【实战】免费代理!
引言
作为一个个人爬虫开发,最苦恼的事之一肯定是代理ip的问题。今天我们就自己动手来做一个可用的代理IP池。
需求分析
爬取西刺代理网站中可用的高匿代理。
知识点
爬取数据:Requests
数据筛选:Beautifulsoup
数据库:Mongo
主要代码
网站内容很简单,这里就不做过多的解析了。直接放出部分代码
发送requests请求:
def get_response(self):
headers = {
"User-Agent": "Mozilla/5.0 (Windows NT 10.0; Win64; x64) AppleWebKit/537.36 (KHTML, like Gecko) Chrome/68.0.3440.106 Safari/537.36",
}
self.response = requests.get(self.url, headers=headers).text
提取目标内容:
def get_ip_info_list(self):
soup = BeautifulSoup(self.response,"lxml")

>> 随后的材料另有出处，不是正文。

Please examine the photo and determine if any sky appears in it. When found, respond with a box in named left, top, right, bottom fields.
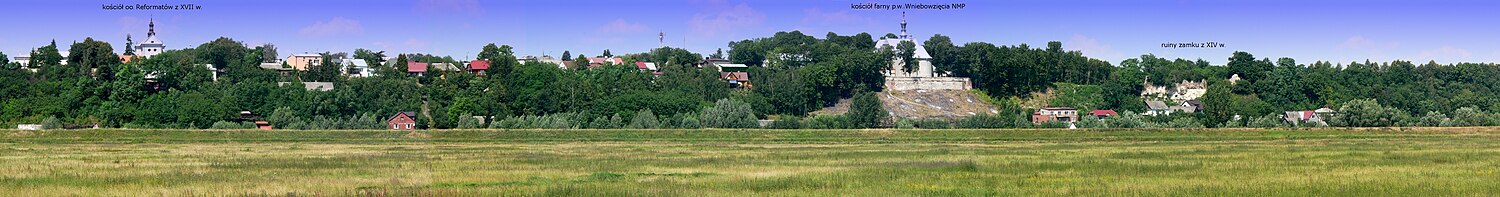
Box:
left=2, top=0, right=1498, bottom=65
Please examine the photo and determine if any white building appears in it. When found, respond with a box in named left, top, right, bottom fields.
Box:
left=877, top=12, right=934, bottom=78
left=134, top=18, right=166, bottom=58
left=877, top=12, right=971, bottom=91
left=340, top=58, right=375, bottom=77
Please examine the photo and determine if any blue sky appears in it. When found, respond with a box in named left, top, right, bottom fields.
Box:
left=2, top=0, right=1498, bottom=65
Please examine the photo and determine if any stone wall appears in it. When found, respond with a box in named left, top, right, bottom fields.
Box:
left=885, top=77, right=971, bottom=91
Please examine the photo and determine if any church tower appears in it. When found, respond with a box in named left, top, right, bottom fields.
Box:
left=134, top=18, right=166, bottom=58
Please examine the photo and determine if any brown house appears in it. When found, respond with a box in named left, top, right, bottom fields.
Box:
left=388, top=112, right=418, bottom=130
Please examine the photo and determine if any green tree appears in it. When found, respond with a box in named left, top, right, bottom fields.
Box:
left=31, top=40, right=66, bottom=77
left=846, top=91, right=888, bottom=128
left=561, top=51, right=571, bottom=61
left=196, top=37, right=250, bottom=71
left=923, top=34, right=961, bottom=76
left=627, top=109, right=660, bottom=129
left=477, top=43, right=519, bottom=77
left=352, top=48, right=386, bottom=68
left=897, top=40, right=917, bottom=74
left=65, top=38, right=122, bottom=80
left=1329, top=99, right=1408, bottom=127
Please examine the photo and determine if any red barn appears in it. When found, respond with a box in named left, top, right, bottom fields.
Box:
left=388, top=112, right=418, bottom=130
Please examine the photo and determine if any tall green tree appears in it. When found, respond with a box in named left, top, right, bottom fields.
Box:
left=847, top=91, right=888, bottom=128
left=65, top=38, right=122, bottom=80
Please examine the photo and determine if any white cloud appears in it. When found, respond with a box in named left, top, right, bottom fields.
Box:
left=689, top=3, right=765, bottom=37
left=1335, top=36, right=1398, bottom=61
left=599, top=19, right=648, bottom=34
left=1416, top=46, right=1472, bottom=61
left=801, top=8, right=865, bottom=25
left=414, top=0, right=482, bottom=17
left=404, top=38, right=430, bottom=49
left=1069, top=34, right=1122, bottom=61
left=300, top=17, right=364, bottom=37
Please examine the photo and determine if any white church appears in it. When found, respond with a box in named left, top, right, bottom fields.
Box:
left=878, top=12, right=971, bottom=91
left=133, top=18, right=166, bottom=58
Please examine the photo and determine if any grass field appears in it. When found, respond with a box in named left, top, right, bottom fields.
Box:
left=2, top=128, right=1499, bottom=196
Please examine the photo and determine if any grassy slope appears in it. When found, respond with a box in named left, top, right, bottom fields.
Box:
left=2, top=128, right=1498, bottom=196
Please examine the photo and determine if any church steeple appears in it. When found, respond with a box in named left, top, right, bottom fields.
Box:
left=147, top=18, right=156, bottom=37
left=899, top=12, right=910, bottom=39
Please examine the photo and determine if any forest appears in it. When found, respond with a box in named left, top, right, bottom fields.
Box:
left=3, top=31, right=1499, bottom=129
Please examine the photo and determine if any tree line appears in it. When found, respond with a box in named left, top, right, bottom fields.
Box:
left=4, top=31, right=1499, bottom=129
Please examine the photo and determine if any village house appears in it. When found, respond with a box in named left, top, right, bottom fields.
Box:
left=527, top=55, right=572, bottom=69
left=1144, top=100, right=1171, bottom=116
left=278, top=82, right=334, bottom=91
left=586, top=56, right=625, bottom=68
left=340, top=59, right=374, bottom=78
left=255, top=121, right=272, bottom=130
left=696, top=57, right=731, bottom=68
left=430, top=62, right=460, bottom=72
left=1032, top=107, right=1079, bottom=124
left=715, top=63, right=748, bottom=72
left=1089, top=110, right=1118, bottom=118
left=721, top=71, right=750, bottom=88
left=388, top=112, right=418, bottom=130
left=407, top=62, right=428, bottom=76
left=1283, top=107, right=1335, bottom=126
left=286, top=53, right=323, bottom=70
left=635, top=61, right=658, bottom=72
left=258, top=60, right=293, bottom=76
left=467, top=60, right=490, bottom=75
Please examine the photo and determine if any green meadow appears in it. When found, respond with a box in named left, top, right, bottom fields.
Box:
left=2, top=128, right=1498, bottom=196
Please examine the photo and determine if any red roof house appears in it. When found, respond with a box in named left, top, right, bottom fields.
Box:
left=468, top=60, right=490, bottom=75
left=407, top=62, right=429, bottom=76
left=255, top=121, right=272, bottom=130
left=1089, top=110, right=1118, bottom=117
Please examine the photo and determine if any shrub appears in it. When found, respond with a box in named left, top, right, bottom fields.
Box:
left=1166, top=116, right=1205, bottom=128
left=266, top=107, right=300, bottom=129
left=1106, top=111, right=1157, bottom=128
left=209, top=121, right=248, bottom=129
left=895, top=119, right=915, bottom=129
left=766, top=115, right=802, bottom=129
left=456, top=112, right=480, bottom=129
left=1329, top=99, right=1408, bottom=127
left=1447, top=107, right=1492, bottom=127
left=679, top=114, right=702, bottom=129
left=40, top=116, right=62, bottom=129
left=491, top=116, right=522, bottom=129
left=627, top=109, right=660, bottom=129
left=803, top=115, right=851, bottom=129
left=1218, top=115, right=1245, bottom=128
left=1076, top=116, right=1106, bottom=128
left=1419, top=111, right=1448, bottom=127
left=700, top=98, right=758, bottom=128
left=1247, top=114, right=1286, bottom=128
left=955, top=114, right=1016, bottom=129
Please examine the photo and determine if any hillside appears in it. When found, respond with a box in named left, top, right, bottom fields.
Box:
left=812, top=89, right=997, bottom=120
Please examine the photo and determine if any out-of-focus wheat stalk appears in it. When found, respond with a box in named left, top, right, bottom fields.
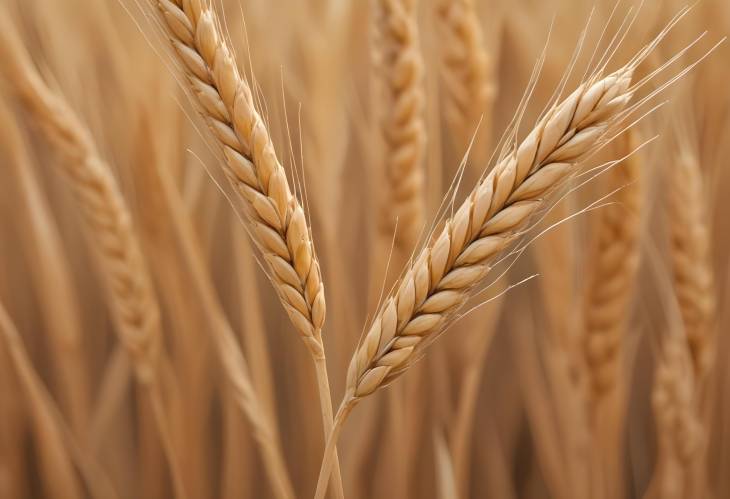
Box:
left=0, top=16, right=187, bottom=498
left=581, top=131, right=642, bottom=407
left=667, top=143, right=716, bottom=382
left=373, top=0, right=427, bottom=252
left=0, top=100, right=90, bottom=438
left=435, top=0, right=496, bottom=165
left=0, top=301, right=83, bottom=499
left=648, top=332, right=703, bottom=499
left=0, top=301, right=119, bottom=499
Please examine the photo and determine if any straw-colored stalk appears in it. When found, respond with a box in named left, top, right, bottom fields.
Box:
left=0, top=101, right=90, bottom=437
left=649, top=333, right=703, bottom=499
left=435, top=0, right=496, bottom=164
left=0, top=301, right=120, bottom=499
left=373, top=0, right=427, bottom=251
left=580, top=131, right=642, bottom=499
left=582, top=131, right=642, bottom=405
left=667, top=148, right=716, bottom=381
left=0, top=18, right=186, bottom=498
left=0, top=302, right=83, bottom=499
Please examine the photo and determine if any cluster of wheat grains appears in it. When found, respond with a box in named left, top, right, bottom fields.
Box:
left=0, top=0, right=728, bottom=498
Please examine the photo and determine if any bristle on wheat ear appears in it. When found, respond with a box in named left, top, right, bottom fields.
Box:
left=151, top=0, right=326, bottom=351
left=347, top=68, right=635, bottom=401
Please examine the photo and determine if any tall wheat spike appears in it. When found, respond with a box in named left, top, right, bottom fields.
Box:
left=315, top=42, right=658, bottom=497
left=581, top=130, right=642, bottom=403
left=373, top=0, right=427, bottom=250
left=435, top=0, right=496, bottom=160
left=667, top=144, right=716, bottom=380
left=146, top=1, right=341, bottom=496
left=0, top=17, right=188, bottom=498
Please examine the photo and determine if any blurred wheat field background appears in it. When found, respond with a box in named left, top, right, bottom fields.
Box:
left=0, top=0, right=728, bottom=498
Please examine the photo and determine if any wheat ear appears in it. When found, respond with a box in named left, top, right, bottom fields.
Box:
left=435, top=0, right=496, bottom=159
left=0, top=18, right=187, bottom=499
left=148, top=1, right=341, bottom=496
left=581, top=130, right=642, bottom=402
left=668, top=147, right=716, bottom=380
left=649, top=332, right=703, bottom=499
left=373, top=0, right=427, bottom=250
left=315, top=61, right=640, bottom=499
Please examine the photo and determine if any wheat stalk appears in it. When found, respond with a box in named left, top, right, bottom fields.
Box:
left=373, top=0, right=427, bottom=251
left=0, top=17, right=188, bottom=499
left=128, top=92, right=295, bottom=498
left=581, top=130, right=642, bottom=403
left=668, top=146, right=716, bottom=381
left=315, top=56, right=644, bottom=498
left=0, top=100, right=90, bottom=437
left=649, top=332, right=703, bottom=499
left=0, top=301, right=120, bottom=499
left=435, top=0, right=496, bottom=161
left=147, top=1, right=342, bottom=496
left=0, top=303, right=83, bottom=499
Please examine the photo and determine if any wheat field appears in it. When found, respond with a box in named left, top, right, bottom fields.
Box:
left=0, top=1, right=728, bottom=498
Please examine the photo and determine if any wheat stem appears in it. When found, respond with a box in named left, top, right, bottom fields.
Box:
left=0, top=17, right=187, bottom=498
left=373, top=0, right=427, bottom=251
left=582, top=131, right=642, bottom=406
left=435, top=0, right=496, bottom=165
left=668, top=146, right=716, bottom=381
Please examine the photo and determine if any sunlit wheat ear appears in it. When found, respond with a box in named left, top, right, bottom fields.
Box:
left=373, top=0, right=427, bottom=251
left=347, top=66, right=635, bottom=403
left=435, top=0, right=496, bottom=155
left=148, top=0, right=326, bottom=353
left=316, top=62, right=639, bottom=499
left=146, top=2, right=343, bottom=497
left=581, top=130, right=642, bottom=402
left=668, top=144, right=716, bottom=380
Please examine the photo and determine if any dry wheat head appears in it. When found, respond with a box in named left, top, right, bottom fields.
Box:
left=346, top=67, right=636, bottom=402
left=668, top=149, right=716, bottom=379
left=581, top=131, right=642, bottom=399
left=435, top=0, right=496, bottom=152
left=373, top=0, right=427, bottom=250
left=151, top=0, right=326, bottom=355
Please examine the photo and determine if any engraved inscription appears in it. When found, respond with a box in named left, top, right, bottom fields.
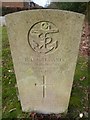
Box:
left=28, top=21, right=59, bottom=54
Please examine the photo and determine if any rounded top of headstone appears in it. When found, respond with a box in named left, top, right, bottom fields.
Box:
left=5, top=9, right=85, bottom=18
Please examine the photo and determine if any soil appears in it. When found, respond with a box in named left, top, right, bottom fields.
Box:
left=79, top=19, right=90, bottom=57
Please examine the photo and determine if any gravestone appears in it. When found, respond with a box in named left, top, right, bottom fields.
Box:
left=5, top=9, right=85, bottom=114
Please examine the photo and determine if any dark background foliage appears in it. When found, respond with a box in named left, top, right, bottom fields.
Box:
left=55, top=2, right=88, bottom=14
left=1, top=2, right=88, bottom=16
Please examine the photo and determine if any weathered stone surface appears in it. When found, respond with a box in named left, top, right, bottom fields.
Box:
left=5, top=9, right=85, bottom=114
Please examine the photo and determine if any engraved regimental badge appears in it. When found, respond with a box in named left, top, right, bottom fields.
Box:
left=28, top=21, right=59, bottom=54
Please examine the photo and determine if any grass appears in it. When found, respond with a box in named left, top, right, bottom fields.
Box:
left=2, top=26, right=89, bottom=119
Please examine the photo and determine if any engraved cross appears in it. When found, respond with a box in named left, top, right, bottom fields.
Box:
left=35, top=76, right=53, bottom=98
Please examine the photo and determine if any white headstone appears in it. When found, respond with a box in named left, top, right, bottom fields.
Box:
left=0, top=16, right=6, bottom=26
left=5, top=9, right=84, bottom=114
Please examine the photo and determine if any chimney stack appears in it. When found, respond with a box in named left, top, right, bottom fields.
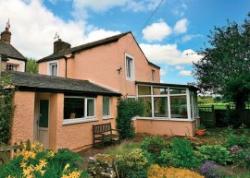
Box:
left=0, top=20, right=11, bottom=44
left=53, top=39, right=71, bottom=53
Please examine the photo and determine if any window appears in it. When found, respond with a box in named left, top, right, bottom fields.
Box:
left=64, top=96, right=95, bottom=123
left=137, top=84, right=194, bottom=119
left=49, top=62, right=57, bottom=76
left=125, top=54, right=134, bottom=80
left=154, top=97, right=168, bottom=117
left=152, top=70, right=155, bottom=81
left=170, top=95, right=187, bottom=118
left=103, top=96, right=110, bottom=117
left=6, top=63, right=18, bottom=71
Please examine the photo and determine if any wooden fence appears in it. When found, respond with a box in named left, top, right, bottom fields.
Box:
left=199, top=105, right=250, bottom=128
left=0, top=141, right=28, bottom=165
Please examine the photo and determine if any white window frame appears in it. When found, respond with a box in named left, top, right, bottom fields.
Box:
left=6, top=63, right=18, bottom=71
left=103, top=96, right=111, bottom=119
left=125, top=53, right=135, bottom=81
left=48, top=61, right=58, bottom=76
left=136, top=85, right=194, bottom=121
left=63, top=96, right=96, bottom=125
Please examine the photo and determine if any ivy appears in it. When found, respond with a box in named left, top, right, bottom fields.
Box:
left=0, top=75, right=14, bottom=144
left=116, top=99, right=144, bottom=139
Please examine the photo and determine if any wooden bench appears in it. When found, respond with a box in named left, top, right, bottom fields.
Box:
left=93, top=123, right=120, bottom=147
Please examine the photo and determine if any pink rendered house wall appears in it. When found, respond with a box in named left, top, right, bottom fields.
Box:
left=38, top=33, right=160, bottom=96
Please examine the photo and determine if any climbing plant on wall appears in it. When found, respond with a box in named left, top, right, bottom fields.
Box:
left=0, top=75, right=14, bottom=144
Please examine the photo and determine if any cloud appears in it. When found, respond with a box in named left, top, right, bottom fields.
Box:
left=181, top=34, right=203, bottom=42
left=72, top=0, right=164, bottom=16
left=160, top=69, right=166, bottom=76
left=175, top=65, right=184, bottom=70
left=179, top=70, right=192, bottom=76
left=142, top=20, right=172, bottom=42
left=174, top=18, right=188, bottom=34
left=0, top=0, right=120, bottom=59
left=83, top=29, right=120, bottom=43
left=140, top=43, right=202, bottom=65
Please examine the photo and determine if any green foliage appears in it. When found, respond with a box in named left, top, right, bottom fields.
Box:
left=0, top=75, right=14, bottom=144
left=170, top=138, right=200, bottom=168
left=198, top=145, right=231, bottom=165
left=140, top=136, right=169, bottom=163
left=226, top=133, right=249, bottom=148
left=194, top=13, right=250, bottom=124
left=116, top=99, right=144, bottom=139
left=116, top=148, right=149, bottom=178
left=0, top=143, right=87, bottom=178
left=26, top=58, right=38, bottom=74
left=230, top=148, right=250, bottom=169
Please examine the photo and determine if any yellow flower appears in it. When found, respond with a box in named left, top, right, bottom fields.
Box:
left=48, top=150, right=55, bottom=158
left=148, top=164, right=204, bottom=178
left=61, top=171, right=81, bottom=178
left=23, top=165, right=34, bottom=177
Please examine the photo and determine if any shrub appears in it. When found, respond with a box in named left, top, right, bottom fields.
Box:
left=198, top=145, right=231, bottom=165
left=116, top=99, right=144, bottom=139
left=226, top=133, right=249, bottom=148
left=0, top=142, right=88, bottom=178
left=148, top=164, right=204, bottom=178
left=158, top=149, right=173, bottom=166
left=230, top=147, right=250, bottom=169
left=0, top=75, right=14, bottom=144
left=116, top=148, right=148, bottom=178
left=140, top=136, right=168, bottom=163
left=170, top=138, right=200, bottom=168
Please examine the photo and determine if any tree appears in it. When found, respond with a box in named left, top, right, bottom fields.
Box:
left=26, top=58, right=38, bottom=74
left=194, top=13, right=250, bottom=125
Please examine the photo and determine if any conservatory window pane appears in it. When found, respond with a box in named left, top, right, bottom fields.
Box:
left=138, top=97, right=152, bottom=117
left=170, top=95, right=187, bottom=118
left=169, top=88, right=186, bottom=94
left=138, top=85, right=151, bottom=95
left=154, top=97, right=168, bottom=117
left=153, top=87, right=168, bottom=95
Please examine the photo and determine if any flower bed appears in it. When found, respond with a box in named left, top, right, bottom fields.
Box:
left=0, top=142, right=88, bottom=178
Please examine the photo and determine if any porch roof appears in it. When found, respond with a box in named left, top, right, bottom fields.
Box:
left=4, top=71, right=121, bottom=96
left=135, top=81, right=198, bottom=90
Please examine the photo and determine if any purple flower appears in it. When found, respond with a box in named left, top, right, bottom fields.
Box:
left=200, top=161, right=220, bottom=178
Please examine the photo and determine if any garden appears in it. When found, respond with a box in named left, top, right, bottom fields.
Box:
left=1, top=127, right=250, bottom=178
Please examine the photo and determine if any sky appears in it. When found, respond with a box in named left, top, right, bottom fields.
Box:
left=0, top=0, right=249, bottom=84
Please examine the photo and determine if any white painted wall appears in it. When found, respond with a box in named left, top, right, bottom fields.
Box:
left=6, top=58, right=25, bottom=72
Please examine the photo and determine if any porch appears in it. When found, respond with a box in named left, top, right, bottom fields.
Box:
left=133, top=81, right=200, bottom=136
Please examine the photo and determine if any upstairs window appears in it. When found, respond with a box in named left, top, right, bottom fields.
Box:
left=125, top=54, right=134, bottom=80
left=6, top=63, right=18, bottom=71
left=152, top=70, right=155, bottom=81
left=49, top=62, right=58, bottom=76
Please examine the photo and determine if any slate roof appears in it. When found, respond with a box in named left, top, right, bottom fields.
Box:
left=4, top=71, right=121, bottom=96
left=0, top=42, right=26, bottom=61
left=38, top=32, right=131, bottom=63
left=37, top=32, right=160, bottom=69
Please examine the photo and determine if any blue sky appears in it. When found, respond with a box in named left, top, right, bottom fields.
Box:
left=0, top=0, right=249, bottom=84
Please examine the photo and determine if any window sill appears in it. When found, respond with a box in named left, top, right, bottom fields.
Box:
left=103, top=116, right=113, bottom=120
left=63, top=118, right=98, bottom=126
left=134, top=117, right=195, bottom=122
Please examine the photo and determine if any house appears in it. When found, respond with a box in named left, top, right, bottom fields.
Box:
left=0, top=23, right=26, bottom=72
left=2, top=25, right=199, bottom=151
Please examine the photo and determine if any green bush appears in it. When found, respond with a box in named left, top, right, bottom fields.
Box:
left=0, top=142, right=88, bottom=178
left=140, top=136, right=169, bottom=163
left=226, top=134, right=249, bottom=148
left=198, top=145, right=231, bottom=165
left=116, top=99, right=144, bottom=139
left=170, top=138, right=200, bottom=168
left=0, top=75, right=14, bottom=144
left=158, top=149, right=173, bottom=166
left=116, top=148, right=149, bottom=178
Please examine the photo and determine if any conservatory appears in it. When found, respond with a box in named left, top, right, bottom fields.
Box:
left=133, top=82, right=200, bottom=136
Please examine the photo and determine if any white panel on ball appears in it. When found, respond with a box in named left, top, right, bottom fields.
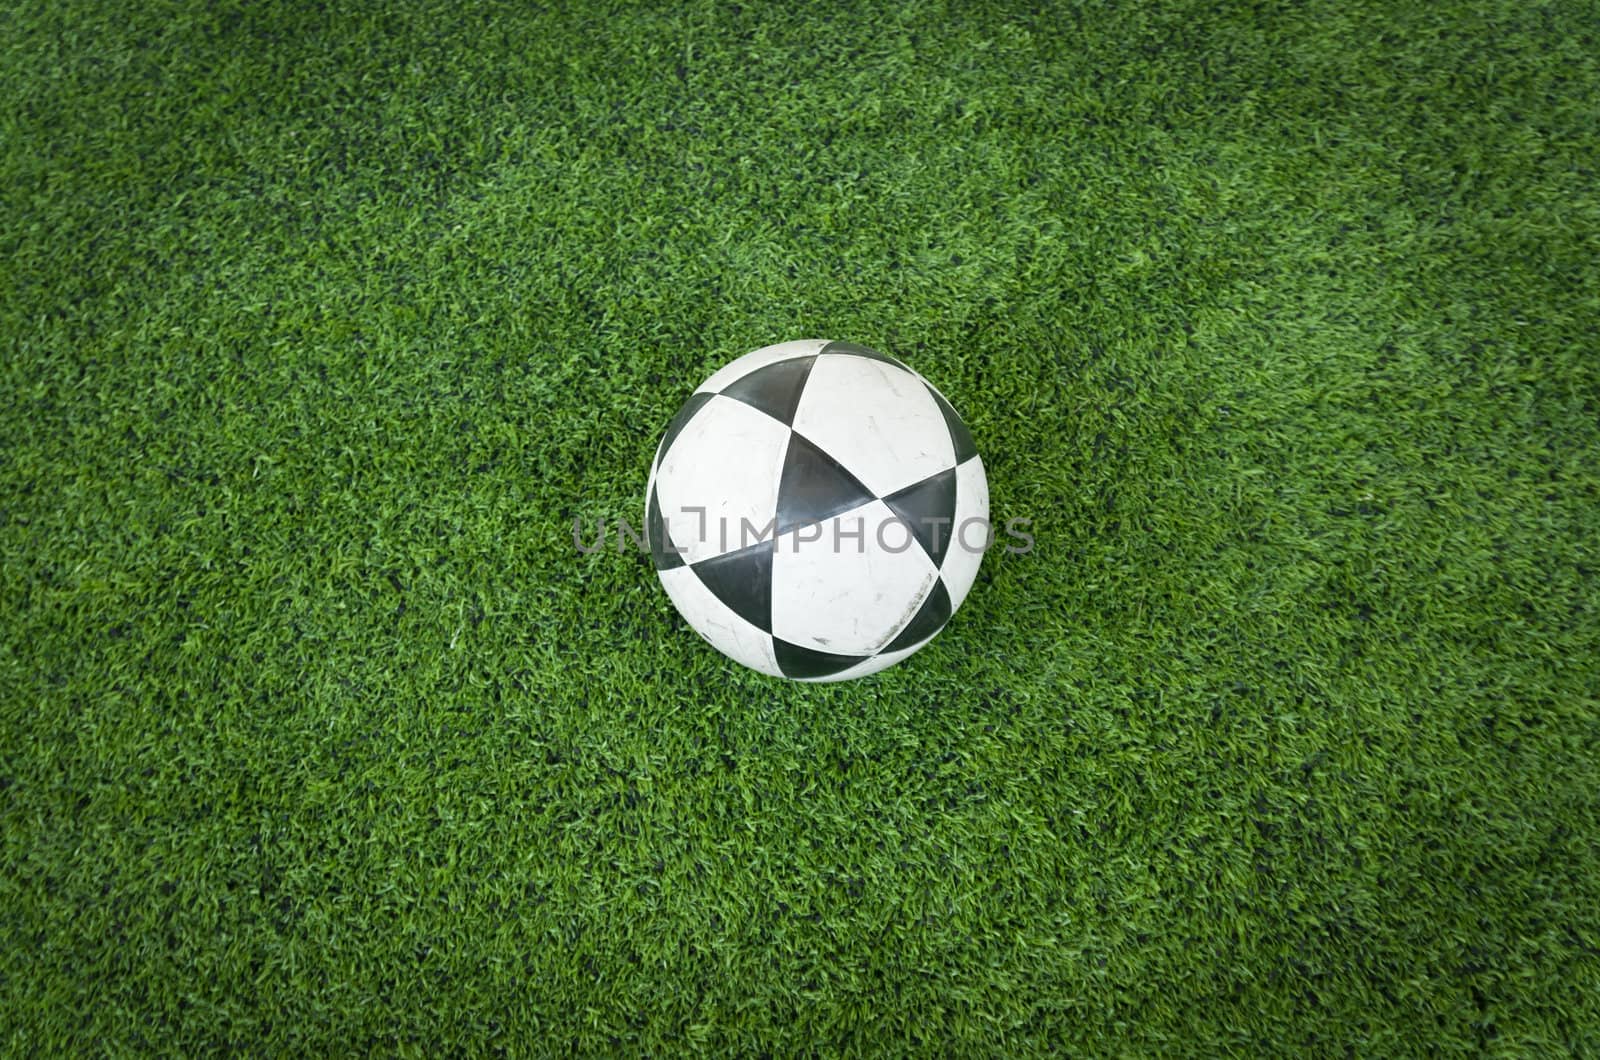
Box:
left=654, top=395, right=791, bottom=565
left=770, top=500, right=941, bottom=656
left=789, top=353, right=956, bottom=497
left=656, top=565, right=781, bottom=677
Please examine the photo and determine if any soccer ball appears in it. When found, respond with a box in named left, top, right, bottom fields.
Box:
left=645, top=339, right=988, bottom=681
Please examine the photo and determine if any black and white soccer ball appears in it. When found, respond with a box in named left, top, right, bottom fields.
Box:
left=645, top=339, right=988, bottom=681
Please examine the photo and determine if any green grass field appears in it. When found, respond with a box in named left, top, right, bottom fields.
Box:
left=4, top=0, right=1599, bottom=1053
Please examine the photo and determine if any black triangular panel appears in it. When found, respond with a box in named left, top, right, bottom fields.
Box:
left=690, top=539, right=775, bottom=633
left=773, top=637, right=866, bottom=679
left=647, top=485, right=684, bottom=571
left=925, top=385, right=978, bottom=464
left=775, top=432, right=876, bottom=535
left=654, top=390, right=716, bottom=469
left=720, top=355, right=817, bottom=427
left=820, top=340, right=909, bottom=371
left=881, top=467, right=959, bottom=569
left=883, top=578, right=952, bottom=654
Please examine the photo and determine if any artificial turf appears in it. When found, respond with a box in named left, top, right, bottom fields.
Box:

ip_list = (soup.find(id="ip_list"))
ip_detail = ip_list.find_all(name="tr")
ip_detail = ip_detail[1:]
for ip in ip_detail:
item = {}
item['ip'] = ip.find_all(name = "td")[1].string
item['port'] = ip.find_all(name = 'td')[2].string
try:
item['location'] = ip.find_all(name = 'td')[3].find(name = "a").string
except:
item['location'] = ip.find_all(name='td')[3].string.strip()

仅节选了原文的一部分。